Wie geht es eigentlich eurem Weihnachtsstern?
Nach Weihnachten hat für viele Weihnachtssterne erst die eigentliche Bewährungsprobe begonnen. Während sie zur Adventszeit frisch, farbintensiv und kompakt wirken, verlieren die Pflanzen dann oft ihre Blätter, wachsen ungewohnt locker oder bilden lange, dünne Triebe. Diese Entwicklung eine ganz normale Reaktion auf veränderte Lichtverhältnisse, trockene Heizungsluft und den Übergang von der Blüte in die Wachstumsphase.
Wer seinen Weihnachtsstern seit den Feiertagen begleitet hat, wird beobachten, dass die farbigen Hochblätter allmählich verblassen oder auch abfallen. Im Frühling nun zeigt sich, wie vital die Pflanze insgesamt geblieben ist: Feste Triebe, grüne Blätter und ein stabiler Wuchs deuten darauf hin, dass der Weihnachtsstern gut durch den Winter gekommen ist.
Entwicklung und Pflegebedarf
Die Ruhephase klingt nun ab, und die Pflanze beginnt wieder aktiv zu wachsen. Ein heller Standort ohne direkte Mittagssonne ist weiterhin wichtig. Mit zunehmender Tageslänge profitiert der Weihnachtsstern von mehr Licht, was sich positiv auf den Neuaustrieb auswirkt. Gegossen wird weiterhin maßvoll. Staunässe gehört zu den häufigsten Ursachen für Probleme, während kurze Trockenphasen meist besser verkraftet werden. Das Substrat darf zwischen den Wassergaben leicht antrocknen.

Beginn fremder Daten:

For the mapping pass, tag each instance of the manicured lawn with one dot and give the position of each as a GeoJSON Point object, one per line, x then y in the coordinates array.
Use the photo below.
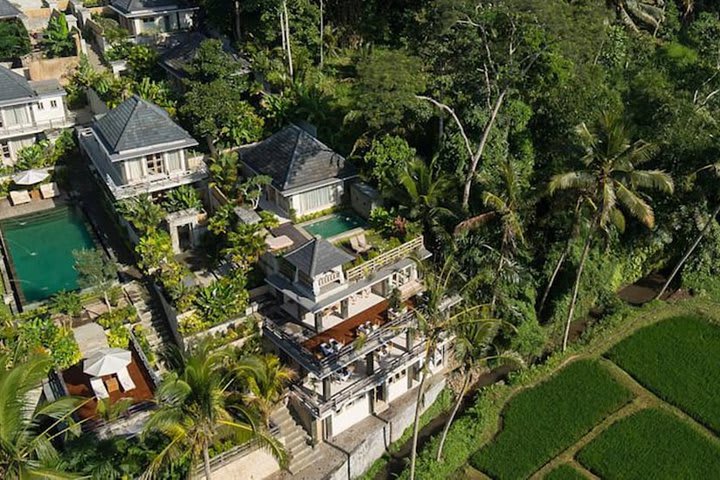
{"type": "Point", "coordinates": [565, 472]}
{"type": "Point", "coordinates": [541, 422]}
{"type": "Point", "coordinates": [677, 360]}
{"type": "Point", "coordinates": [651, 444]}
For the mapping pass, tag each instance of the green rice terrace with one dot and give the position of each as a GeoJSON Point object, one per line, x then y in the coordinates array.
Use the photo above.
{"type": "Point", "coordinates": [644, 408]}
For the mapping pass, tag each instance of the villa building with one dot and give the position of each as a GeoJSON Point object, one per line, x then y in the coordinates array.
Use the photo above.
{"type": "Point", "coordinates": [153, 17]}
{"type": "Point", "coordinates": [307, 175]}
{"type": "Point", "coordinates": [347, 331]}
{"type": "Point", "coordinates": [138, 149]}
{"type": "Point", "coordinates": [28, 110]}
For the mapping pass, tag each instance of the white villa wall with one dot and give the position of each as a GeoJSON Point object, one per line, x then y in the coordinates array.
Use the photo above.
{"type": "Point", "coordinates": [350, 414]}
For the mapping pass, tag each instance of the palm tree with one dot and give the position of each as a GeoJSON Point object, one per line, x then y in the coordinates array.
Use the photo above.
{"type": "Point", "coordinates": [473, 343]}
{"type": "Point", "coordinates": [265, 379]}
{"type": "Point", "coordinates": [196, 408]}
{"type": "Point", "coordinates": [27, 431]}
{"type": "Point", "coordinates": [437, 318]}
{"type": "Point", "coordinates": [611, 181]}
{"type": "Point", "coordinates": [715, 169]}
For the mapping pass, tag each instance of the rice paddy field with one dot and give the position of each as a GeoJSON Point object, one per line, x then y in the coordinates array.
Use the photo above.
{"type": "Point", "coordinates": [646, 408]}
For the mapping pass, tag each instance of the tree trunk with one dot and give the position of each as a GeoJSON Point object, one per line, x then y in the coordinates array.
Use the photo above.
{"type": "Point", "coordinates": [576, 287]}
{"type": "Point", "coordinates": [416, 423]}
{"type": "Point", "coordinates": [689, 251]}
{"type": "Point", "coordinates": [481, 148]}
{"type": "Point", "coordinates": [206, 463]}
{"type": "Point", "coordinates": [455, 409]}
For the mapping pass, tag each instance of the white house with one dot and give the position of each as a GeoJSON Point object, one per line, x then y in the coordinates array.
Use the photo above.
{"type": "Point", "coordinates": [307, 175]}
{"type": "Point", "coordinates": [27, 110]}
{"type": "Point", "coordinates": [152, 17]}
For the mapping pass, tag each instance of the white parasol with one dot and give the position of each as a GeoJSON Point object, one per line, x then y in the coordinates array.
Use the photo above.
{"type": "Point", "coordinates": [107, 361]}
{"type": "Point", "coordinates": [30, 177]}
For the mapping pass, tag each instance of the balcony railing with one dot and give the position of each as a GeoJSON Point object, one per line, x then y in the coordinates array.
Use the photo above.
{"type": "Point", "coordinates": [383, 260]}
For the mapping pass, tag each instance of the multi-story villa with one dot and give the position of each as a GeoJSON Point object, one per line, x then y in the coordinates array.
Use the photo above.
{"type": "Point", "coordinates": [307, 175]}
{"type": "Point", "coordinates": [137, 149]}
{"type": "Point", "coordinates": [152, 17]}
{"type": "Point", "coordinates": [348, 331]}
{"type": "Point", "coordinates": [28, 110]}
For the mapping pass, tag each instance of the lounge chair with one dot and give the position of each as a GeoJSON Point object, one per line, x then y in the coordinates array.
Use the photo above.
{"type": "Point", "coordinates": [99, 387]}
{"type": "Point", "coordinates": [19, 197]}
{"type": "Point", "coordinates": [49, 190]}
{"type": "Point", "coordinates": [359, 244]}
{"type": "Point", "coordinates": [125, 380]}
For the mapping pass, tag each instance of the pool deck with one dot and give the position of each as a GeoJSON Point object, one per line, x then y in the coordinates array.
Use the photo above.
{"type": "Point", "coordinates": [36, 205]}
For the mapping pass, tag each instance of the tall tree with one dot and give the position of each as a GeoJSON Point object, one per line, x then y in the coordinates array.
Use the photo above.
{"type": "Point", "coordinates": [611, 181]}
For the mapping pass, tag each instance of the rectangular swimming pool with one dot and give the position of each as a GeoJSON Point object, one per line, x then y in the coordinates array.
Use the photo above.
{"type": "Point", "coordinates": [334, 224]}
{"type": "Point", "coordinates": [40, 246]}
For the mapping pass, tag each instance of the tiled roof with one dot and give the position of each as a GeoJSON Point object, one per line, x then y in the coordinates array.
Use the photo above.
{"type": "Point", "coordinates": [8, 10]}
{"type": "Point", "coordinates": [137, 124]}
{"type": "Point", "coordinates": [317, 256]}
{"type": "Point", "coordinates": [293, 158]}
{"type": "Point", "coordinates": [14, 86]}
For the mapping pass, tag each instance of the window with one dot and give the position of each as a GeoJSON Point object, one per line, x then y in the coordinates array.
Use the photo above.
{"type": "Point", "coordinates": [154, 163]}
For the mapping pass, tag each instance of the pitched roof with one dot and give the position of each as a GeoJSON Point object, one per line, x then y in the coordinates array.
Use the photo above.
{"type": "Point", "coordinates": [8, 10]}
{"type": "Point", "coordinates": [14, 86]}
{"type": "Point", "coordinates": [176, 58]}
{"type": "Point", "coordinates": [317, 256]}
{"type": "Point", "coordinates": [293, 158]}
{"type": "Point", "coordinates": [137, 124]}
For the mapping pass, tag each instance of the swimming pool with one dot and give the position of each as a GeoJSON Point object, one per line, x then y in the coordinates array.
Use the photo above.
{"type": "Point", "coordinates": [335, 224]}
{"type": "Point", "coordinates": [40, 246]}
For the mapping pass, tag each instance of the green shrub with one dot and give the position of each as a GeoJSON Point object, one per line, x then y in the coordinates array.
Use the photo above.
{"type": "Point", "coordinates": [565, 472]}
{"type": "Point", "coordinates": [651, 444]}
{"type": "Point", "coordinates": [678, 360]}
{"type": "Point", "coordinates": [541, 422]}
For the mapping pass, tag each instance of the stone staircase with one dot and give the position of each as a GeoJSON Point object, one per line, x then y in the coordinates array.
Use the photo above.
{"type": "Point", "coordinates": [295, 440]}
{"type": "Point", "coordinates": [152, 319]}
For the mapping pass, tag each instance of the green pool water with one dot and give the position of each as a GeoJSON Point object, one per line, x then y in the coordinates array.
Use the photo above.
{"type": "Point", "coordinates": [335, 224]}
{"type": "Point", "coordinates": [40, 249]}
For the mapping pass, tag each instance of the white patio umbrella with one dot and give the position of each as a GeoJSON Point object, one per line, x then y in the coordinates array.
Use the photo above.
{"type": "Point", "coordinates": [30, 177]}
{"type": "Point", "coordinates": [107, 361]}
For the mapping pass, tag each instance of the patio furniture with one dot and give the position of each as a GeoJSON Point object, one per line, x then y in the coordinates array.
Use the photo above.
{"type": "Point", "coordinates": [112, 385]}
{"type": "Point", "coordinates": [99, 387]}
{"type": "Point", "coordinates": [19, 197]}
{"type": "Point", "coordinates": [359, 244]}
{"type": "Point", "coordinates": [125, 380]}
{"type": "Point", "coordinates": [49, 190]}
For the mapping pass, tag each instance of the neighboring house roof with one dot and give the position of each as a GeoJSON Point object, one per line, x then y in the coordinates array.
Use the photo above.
{"type": "Point", "coordinates": [8, 10]}
{"type": "Point", "coordinates": [317, 256]}
{"type": "Point", "coordinates": [14, 87]}
{"type": "Point", "coordinates": [293, 159]}
{"type": "Point", "coordinates": [175, 59]}
{"type": "Point", "coordinates": [137, 124]}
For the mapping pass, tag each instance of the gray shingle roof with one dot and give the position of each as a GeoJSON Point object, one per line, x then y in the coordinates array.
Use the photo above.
{"type": "Point", "coordinates": [294, 158]}
{"type": "Point", "coordinates": [14, 86]}
{"type": "Point", "coordinates": [137, 124]}
{"type": "Point", "coordinates": [317, 256]}
{"type": "Point", "coordinates": [8, 10]}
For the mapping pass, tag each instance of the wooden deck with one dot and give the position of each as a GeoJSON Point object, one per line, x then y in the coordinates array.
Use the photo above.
{"type": "Point", "coordinates": [78, 384]}
{"type": "Point", "coordinates": [346, 332]}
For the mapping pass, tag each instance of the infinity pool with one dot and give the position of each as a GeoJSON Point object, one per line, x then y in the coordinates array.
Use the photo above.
{"type": "Point", "coordinates": [334, 224]}
{"type": "Point", "coordinates": [40, 246]}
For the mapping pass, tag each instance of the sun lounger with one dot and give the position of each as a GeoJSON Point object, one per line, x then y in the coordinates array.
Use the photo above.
{"type": "Point", "coordinates": [49, 190]}
{"type": "Point", "coordinates": [19, 197]}
{"type": "Point", "coordinates": [99, 387]}
{"type": "Point", "coordinates": [125, 380]}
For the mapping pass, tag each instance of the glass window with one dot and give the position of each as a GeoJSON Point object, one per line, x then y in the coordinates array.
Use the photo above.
{"type": "Point", "coordinates": [154, 163]}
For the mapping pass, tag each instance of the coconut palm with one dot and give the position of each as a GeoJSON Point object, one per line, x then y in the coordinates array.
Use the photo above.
{"type": "Point", "coordinates": [26, 430]}
{"type": "Point", "coordinates": [265, 379]}
{"type": "Point", "coordinates": [196, 408]}
{"type": "Point", "coordinates": [611, 182]}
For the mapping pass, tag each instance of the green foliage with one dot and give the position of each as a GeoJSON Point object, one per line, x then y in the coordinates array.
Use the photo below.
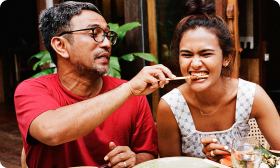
{"type": "Point", "coordinates": [115, 69]}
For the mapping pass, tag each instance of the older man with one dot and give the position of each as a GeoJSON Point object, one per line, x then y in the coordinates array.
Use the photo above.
{"type": "Point", "coordinates": [78, 117]}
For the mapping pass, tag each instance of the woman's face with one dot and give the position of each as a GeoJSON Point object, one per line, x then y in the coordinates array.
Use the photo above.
{"type": "Point", "coordinates": [200, 54]}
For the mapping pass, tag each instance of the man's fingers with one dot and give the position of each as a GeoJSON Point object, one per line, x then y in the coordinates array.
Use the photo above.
{"type": "Point", "coordinates": [208, 140]}
{"type": "Point", "coordinates": [112, 146]}
{"type": "Point", "coordinates": [165, 70]}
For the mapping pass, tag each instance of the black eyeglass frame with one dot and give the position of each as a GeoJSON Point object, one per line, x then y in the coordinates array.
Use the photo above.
{"type": "Point", "coordinates": [105, 34]}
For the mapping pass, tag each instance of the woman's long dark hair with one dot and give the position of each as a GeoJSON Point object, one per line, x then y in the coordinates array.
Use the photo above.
{"type": "Point", "coordinates": [202, 13]}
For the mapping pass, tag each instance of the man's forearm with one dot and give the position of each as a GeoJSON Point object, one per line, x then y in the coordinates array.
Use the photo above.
{"type": "Point", "coordinates": [142, 157]}
{"type": "Point", "coordinates": [64, 124]}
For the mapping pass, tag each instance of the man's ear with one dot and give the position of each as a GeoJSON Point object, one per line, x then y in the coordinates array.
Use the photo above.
{"type": "Point", "coordinates": [59, 45]}
{"type": "Point", "coordinates": [227, 60]}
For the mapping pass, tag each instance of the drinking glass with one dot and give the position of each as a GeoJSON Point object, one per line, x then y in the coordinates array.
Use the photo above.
{"type": "Point", "coordinates": [246, 153]}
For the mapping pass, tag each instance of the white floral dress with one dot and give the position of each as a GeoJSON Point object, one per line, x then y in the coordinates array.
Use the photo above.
{"type": "Point", "coordinates": [191, 145]}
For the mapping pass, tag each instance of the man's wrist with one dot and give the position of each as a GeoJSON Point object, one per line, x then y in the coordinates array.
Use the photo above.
{"type": "Point", "coordinates": [127, 89]}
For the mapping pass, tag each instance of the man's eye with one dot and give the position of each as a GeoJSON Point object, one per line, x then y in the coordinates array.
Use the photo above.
{"type": "Point", "coordinates": [206, 54]}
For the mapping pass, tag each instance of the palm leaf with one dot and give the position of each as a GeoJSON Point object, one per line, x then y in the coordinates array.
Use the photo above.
{"type": "Point", "coordinates": [44, 72]}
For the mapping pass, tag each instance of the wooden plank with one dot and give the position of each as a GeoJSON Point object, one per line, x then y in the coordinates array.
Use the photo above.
{"type": "Point", "coordinates": [151, 5]}
{"type": "Point", "coordinates": [221, 6]}
{"type": "Point", "coordinates": [232, 20]}
{"type": "Point", "coordinates": [2, 97]}
{"type": "Point", "coordinates": [133, 41]}
{"type": "Point", "coordinates": [250, 69]}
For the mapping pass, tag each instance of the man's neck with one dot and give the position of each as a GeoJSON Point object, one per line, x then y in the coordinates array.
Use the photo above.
{"type": "Point", "coordinates": [82, 86]}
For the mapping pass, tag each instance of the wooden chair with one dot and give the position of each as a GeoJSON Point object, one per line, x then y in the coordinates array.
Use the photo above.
{"type": "Point", "coordinates": [23, 159]}
{"type": "Point", "coordinates": [256, 133]}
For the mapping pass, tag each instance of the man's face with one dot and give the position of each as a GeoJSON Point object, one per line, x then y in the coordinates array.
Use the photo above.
{"type": "Point", "coordinates": [86, 54]}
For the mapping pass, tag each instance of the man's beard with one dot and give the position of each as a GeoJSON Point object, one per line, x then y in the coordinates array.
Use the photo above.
{"type": "Point", "coordinates": [95, 69]}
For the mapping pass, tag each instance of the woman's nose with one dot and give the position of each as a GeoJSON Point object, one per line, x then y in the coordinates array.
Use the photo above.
{"type": "Point", "coordinates": [196, 62]}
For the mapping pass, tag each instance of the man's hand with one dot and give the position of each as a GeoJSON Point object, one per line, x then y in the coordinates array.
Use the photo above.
{"type": "Point", "coordinates": [213, 149]}
{"type": "Point", "coordinates": [120, 156]}
{"type": "Point", "coordinates": [149, 79]}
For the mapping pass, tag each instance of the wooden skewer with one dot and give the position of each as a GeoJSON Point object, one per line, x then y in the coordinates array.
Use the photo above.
{"type": "Point", "coordinates": [189, 77]}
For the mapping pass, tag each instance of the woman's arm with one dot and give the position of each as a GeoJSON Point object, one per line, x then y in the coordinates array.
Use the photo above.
{"type": "Point", "coordinates": [267, 117]}
{"type": "Point", "coordinates": [169, 139]}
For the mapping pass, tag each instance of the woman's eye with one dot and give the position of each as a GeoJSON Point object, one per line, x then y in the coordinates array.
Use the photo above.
{"type": "Point", "coordinates": [186, 55]}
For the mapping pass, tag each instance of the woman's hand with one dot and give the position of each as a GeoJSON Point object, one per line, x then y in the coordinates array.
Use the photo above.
{"type": "Point", "coordinates": [213, 149]}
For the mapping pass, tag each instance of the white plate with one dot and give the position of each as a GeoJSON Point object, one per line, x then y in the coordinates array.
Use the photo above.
{"type": "Point", "coordinates": [175, 162]}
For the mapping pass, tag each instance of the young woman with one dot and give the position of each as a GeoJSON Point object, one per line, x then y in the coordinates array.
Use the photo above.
{"type": "Point", "coordinates": [201, 117]}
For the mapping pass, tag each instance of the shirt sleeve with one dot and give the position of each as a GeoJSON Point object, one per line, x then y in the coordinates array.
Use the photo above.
{"type": "Point", "coordinates": [144, 138]}
{"type": "Point", "coordinates": [31, 99]}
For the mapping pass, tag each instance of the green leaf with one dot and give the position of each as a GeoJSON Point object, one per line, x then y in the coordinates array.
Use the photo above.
{"type": "Point", "coordinates": [121, 31]}
{"type": "Point", "coordinates": [114, 67]}
{"type": "Point", "coordinates": [114, 63]}
{"type": "Point", "coordinates": [39, 55]}
{"type": "Point", "coordinates": [113, 26]}
{"type": "Point", "coordinates": [128, 57]}
{"type": "Point", "coordinates": [113, 72]}
{"type": "Point", "coordinates": [44, 72]}
{"type": "Point", "coordinates": [147, 56]}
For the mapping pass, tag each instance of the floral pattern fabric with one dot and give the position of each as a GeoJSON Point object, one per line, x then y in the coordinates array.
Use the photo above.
{"type": "Point", "coordinates": [191, 145]}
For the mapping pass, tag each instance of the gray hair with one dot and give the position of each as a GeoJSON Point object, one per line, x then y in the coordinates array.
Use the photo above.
{"type": "Point", "coordinates": [56, 19]}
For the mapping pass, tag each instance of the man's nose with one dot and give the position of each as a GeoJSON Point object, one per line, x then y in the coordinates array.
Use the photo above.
{"type": "Point", "coordinates": [106, 43]}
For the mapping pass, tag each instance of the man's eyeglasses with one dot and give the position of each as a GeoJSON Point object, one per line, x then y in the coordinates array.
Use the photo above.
{"type": "Point", "coordinates": [98, 34]}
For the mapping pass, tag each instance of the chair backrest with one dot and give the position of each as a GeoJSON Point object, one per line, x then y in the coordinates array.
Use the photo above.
{"type": "Point", "coordinates": [256, 133]}
{"type": "Point", "coordinates": [23, 159]}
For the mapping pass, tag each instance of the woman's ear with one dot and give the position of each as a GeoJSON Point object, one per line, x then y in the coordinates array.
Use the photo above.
{"type": "Point", "coordinates": [59, 45]}
{"type": "Point", "coordinates": [227, 60]}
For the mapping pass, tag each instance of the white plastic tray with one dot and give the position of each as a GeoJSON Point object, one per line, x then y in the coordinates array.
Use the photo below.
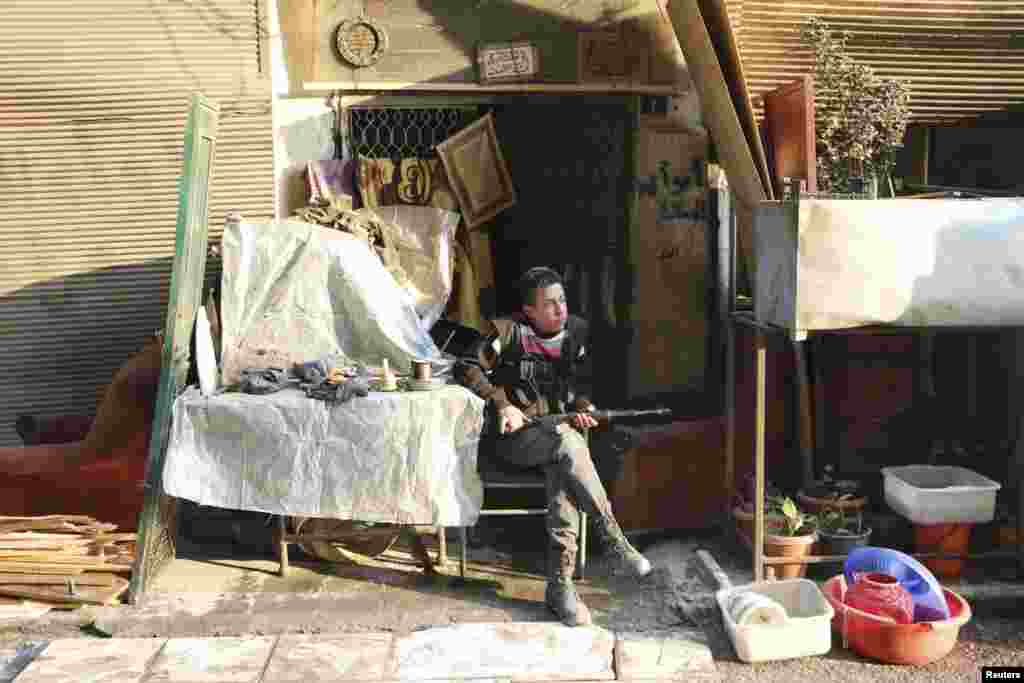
{"type": "Point", "coordinates": [807, 631]}
{"type": "Point", "coordinates": [940, 495]}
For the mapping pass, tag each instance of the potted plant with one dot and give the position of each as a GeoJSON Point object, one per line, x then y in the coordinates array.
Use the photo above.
{"type": "Point", "coordinates": [842, 528]}
{"type": "Point", "coordinates": [859, 118]}
{"type": "Point", "coordinates": [794, 538]}
{"type": "Point", "coordinates": [742, 510]}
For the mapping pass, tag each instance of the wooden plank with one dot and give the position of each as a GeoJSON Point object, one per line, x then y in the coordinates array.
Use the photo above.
{"type": "Point", "coordinates": [157, 528]}
{"type": "Point", "coordinates": [790, 125]}
{"type": "Point", "coordinates": [716, 16]}
{"type": "Point", "coordinates": [14, 608]}
{"type": "Point", "coordinates": [805, 426]}
{"type": "Point", "coordinates": [56, 579]}
{"type": "Point", "coordinates": [669, 253]}
{"type": "Point", "coordinates": [88, 595]}
{"type": "Point", "coordinates": [733, 151]}
{"type": "Point", "coordinates": [74, 565]}
{"type": "Point", "coordinates": [299, 27]}
{"type": "Point", "coordinates": [553, 88]}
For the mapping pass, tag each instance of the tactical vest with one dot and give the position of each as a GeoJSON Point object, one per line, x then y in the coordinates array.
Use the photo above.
{"type": "Point", "coordinates": [536, 384]}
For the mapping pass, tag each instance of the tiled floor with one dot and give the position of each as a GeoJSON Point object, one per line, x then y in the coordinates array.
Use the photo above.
{"type": "Point", "coordinates": [510, 651]}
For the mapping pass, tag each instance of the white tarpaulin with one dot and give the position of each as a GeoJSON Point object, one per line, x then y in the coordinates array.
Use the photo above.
{"type": "Point", "coordinates": [407, 458]}
{"type": "Point", "coordinates": [844, 263]}
{"type": "Point", "coordinates": [422, 240]}
{"type": "Point", "coordinates": [294, 292]}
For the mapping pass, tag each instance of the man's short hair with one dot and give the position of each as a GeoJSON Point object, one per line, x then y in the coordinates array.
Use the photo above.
{"type": "Point", "coordinates": [536, 279]}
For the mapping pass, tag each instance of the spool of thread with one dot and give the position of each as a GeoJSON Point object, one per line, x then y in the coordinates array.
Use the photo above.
{"type": "Point", "coordinates": [421, 370]}
{"type": "Point", "coordinates": [390, 381]}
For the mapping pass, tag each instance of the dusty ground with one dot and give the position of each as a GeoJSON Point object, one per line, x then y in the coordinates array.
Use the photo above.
{"type": "Point", "coordinates": [213, 591]}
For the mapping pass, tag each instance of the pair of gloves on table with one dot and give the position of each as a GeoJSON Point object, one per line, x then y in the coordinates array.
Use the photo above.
{"type": "Point", "coordinates": [320, 379]}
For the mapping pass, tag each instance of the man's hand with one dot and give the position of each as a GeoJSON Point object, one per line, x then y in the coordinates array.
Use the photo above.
{"type": "Point", "coordinates": [583, 420]}
{"type": "Point", "coordinates": [512, 419]}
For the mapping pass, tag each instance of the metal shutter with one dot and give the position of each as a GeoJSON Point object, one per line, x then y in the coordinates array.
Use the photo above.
{"type": "Point", "coordinates": [93, 100]}
{"type": "Point", "coordinates": [963, 56]}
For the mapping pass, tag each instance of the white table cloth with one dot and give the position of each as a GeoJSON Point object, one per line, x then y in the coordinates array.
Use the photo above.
{"type": "Point", "coordinates": [406, 458]}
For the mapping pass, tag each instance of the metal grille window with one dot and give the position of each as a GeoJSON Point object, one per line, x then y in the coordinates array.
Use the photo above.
{"type": "Point", "coordinates": [396, 133]}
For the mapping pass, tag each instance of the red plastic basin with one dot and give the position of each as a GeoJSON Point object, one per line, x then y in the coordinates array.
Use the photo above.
{"type": "Point", "coordinates": [883, 639]}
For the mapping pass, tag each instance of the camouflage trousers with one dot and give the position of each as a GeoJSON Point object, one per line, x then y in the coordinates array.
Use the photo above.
{"type": "Point", "coordinates": [572, 484]}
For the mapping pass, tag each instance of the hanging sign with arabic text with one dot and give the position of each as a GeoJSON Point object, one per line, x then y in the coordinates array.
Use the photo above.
{"type": "Point", "coordinates": [504, 62]}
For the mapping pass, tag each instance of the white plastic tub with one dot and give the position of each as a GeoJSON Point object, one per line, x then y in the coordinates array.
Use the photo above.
{"type": "Point", "coordinates": [940, 495]}
{"type": "Point", "coordinates": [805, 633]}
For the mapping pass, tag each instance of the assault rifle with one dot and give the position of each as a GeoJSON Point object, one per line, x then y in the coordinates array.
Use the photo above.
{"type": "Point", "coordinates": [601, 416]}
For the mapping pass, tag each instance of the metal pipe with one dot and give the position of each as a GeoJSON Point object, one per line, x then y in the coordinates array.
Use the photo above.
{"type": "Point", "coordinates": [759, 458]}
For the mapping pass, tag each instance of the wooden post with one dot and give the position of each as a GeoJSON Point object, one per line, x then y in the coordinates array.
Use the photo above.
{"type": "Point", "coordinates": [805, 425]}
{"type": "Point", "coordinates": [972, 432]}
{"type": "Point", "coordinates": [282, 546]}
{"type": "Point", "coordinates": [759, 458]}
{"type": "Point", "coordinates": [730, 363]}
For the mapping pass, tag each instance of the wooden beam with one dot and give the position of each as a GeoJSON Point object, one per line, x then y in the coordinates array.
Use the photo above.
{"type": "Point", "coordinates": [563, 88]}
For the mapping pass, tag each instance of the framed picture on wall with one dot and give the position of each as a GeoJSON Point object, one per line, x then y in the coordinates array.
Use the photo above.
{"type": "Point", "coordinates": [477, 172]}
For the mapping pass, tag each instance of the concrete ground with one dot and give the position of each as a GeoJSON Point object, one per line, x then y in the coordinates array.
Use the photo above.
{"type": "Point", "coordinates": [213, 592]}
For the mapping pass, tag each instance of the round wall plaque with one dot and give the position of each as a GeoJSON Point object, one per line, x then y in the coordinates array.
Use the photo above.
{"type": "Point", "coordinates": [361, 41]}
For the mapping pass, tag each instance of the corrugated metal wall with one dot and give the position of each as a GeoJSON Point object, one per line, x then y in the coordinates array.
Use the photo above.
{"type": "Point", "coordinates": [962, 56]}
{"type": "Point", "coordinates": [93, 99]}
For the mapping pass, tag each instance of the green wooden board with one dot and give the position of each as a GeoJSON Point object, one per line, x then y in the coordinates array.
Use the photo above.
{"type": "Point", "coordinates": [157, 521]}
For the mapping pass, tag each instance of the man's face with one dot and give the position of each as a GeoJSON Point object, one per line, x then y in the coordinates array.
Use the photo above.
{"type": "Point", "coordinates": [549, 311]}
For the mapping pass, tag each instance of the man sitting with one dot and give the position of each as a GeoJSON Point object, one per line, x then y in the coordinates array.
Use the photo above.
{"type": "Point", "coordinates": [525, 368]}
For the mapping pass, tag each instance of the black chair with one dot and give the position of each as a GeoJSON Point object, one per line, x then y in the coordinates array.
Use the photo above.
{"type": "Point", "coordinates": [496, 475]}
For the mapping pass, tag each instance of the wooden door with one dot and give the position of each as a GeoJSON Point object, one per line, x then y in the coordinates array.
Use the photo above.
{"type": "Point", "coordinates": [790, 126]}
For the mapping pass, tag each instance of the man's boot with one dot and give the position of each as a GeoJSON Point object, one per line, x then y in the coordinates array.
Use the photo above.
{"type": "Point", "coordinates": [626, 558]}
{"type": "Point", "coordinates": [560, 595]}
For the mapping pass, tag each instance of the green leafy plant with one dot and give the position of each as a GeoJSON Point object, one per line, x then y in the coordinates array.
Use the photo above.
{"type": "Point", "coordinates": [795, 520]}
{"type": "Point", "coordinates": [860, 118]}
{"type": "Point", "coordinates": [835, 520]}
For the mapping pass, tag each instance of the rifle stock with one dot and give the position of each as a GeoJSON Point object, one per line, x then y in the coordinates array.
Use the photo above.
{"type": "Point", "coordinates": [601, 416]}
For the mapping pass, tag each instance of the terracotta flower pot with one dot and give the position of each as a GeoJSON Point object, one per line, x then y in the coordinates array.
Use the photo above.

Jetzt ist auch der richtige Zeitpunkt für einen Rückschnitt: Lange, dünne Triebe können auf etwa die Hälfte eingekürzt werden. Das fördert eine kompaktere Wuchsform und regt die Verzweigung an. Beim Schneiden tritt ein milchiger Pflanzensaft aus, der auf Textilien und Oberflächen hartnäckige Flecken hinterlassen kann. Um das zu vermeiden, empfiehlt es sich, die Pflanze auf einer abwischbaren Unterlage zu schneiden und empfindliche Kleidung zu schützen.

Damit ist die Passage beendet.